About
My work in the field of early North American Indigenous history focuses on the Lower Mississippi River Valley, though I also examine eastern North America in the 17th and 18th centuries more broadly. I tend to focus on Indigenous politics, especially those political exchanges occuring between Indigenous polities. My research seeks to complicate the Indigenous/colonist dyad by examining how communities placed by scholars within these groupings understood their positions relative to each other. My current project pursues this goal through examining land, water, and space.
My current book project examine place and the environment in the Mississippi River Delta which its Indigenous inhabitants called "Bvlbancha," or "the place of many languages." The muddy, flooded, storm-prone landscape of the delta led its Native peoples to develop malleable yet durable ways of existing in place and caliming territory. These flexible spatial practices allowed these Indigenous communities to incorporate French, Spanish, and British colonial land regimes into the spatial fabric of Bvlbancha and to control access to its intractable terrain.

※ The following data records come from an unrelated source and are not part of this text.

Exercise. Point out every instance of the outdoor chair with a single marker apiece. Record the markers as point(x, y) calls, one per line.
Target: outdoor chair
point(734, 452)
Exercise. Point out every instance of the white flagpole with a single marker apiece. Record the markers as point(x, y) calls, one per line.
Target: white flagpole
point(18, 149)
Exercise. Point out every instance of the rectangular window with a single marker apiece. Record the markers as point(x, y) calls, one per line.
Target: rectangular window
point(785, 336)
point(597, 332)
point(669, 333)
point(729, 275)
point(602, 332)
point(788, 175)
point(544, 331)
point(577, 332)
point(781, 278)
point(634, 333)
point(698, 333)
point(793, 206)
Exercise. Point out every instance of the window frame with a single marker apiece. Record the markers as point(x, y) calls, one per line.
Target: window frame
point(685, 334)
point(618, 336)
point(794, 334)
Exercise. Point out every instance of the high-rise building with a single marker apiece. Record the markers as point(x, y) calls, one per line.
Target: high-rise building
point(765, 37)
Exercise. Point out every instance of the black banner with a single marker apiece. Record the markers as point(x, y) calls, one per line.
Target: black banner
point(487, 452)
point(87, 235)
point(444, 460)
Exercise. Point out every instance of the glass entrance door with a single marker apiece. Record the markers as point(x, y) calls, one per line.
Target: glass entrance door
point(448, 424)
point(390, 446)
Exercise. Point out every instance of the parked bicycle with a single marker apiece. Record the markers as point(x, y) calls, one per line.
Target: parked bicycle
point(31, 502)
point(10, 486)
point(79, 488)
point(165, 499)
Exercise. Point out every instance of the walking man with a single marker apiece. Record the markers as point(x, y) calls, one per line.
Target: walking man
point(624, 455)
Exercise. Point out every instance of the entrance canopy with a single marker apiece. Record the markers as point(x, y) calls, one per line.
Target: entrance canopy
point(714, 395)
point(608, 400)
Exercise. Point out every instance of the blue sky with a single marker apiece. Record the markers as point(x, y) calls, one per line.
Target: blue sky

My next project examines the story of Moncacht-Apé, a linguist and voyager of the Yazoo people in the Lower Mississippi Valley. Moncacht-Apé narrated a story in the 18th century wherein he successfully journeyed to first the Atlantic then the Pacific coasts over a century before the Lewis and Clark expedition. Rather than focus on verifying his story as most scholars examining the voyager have, I seek to unpack the themes and goals of the story itself.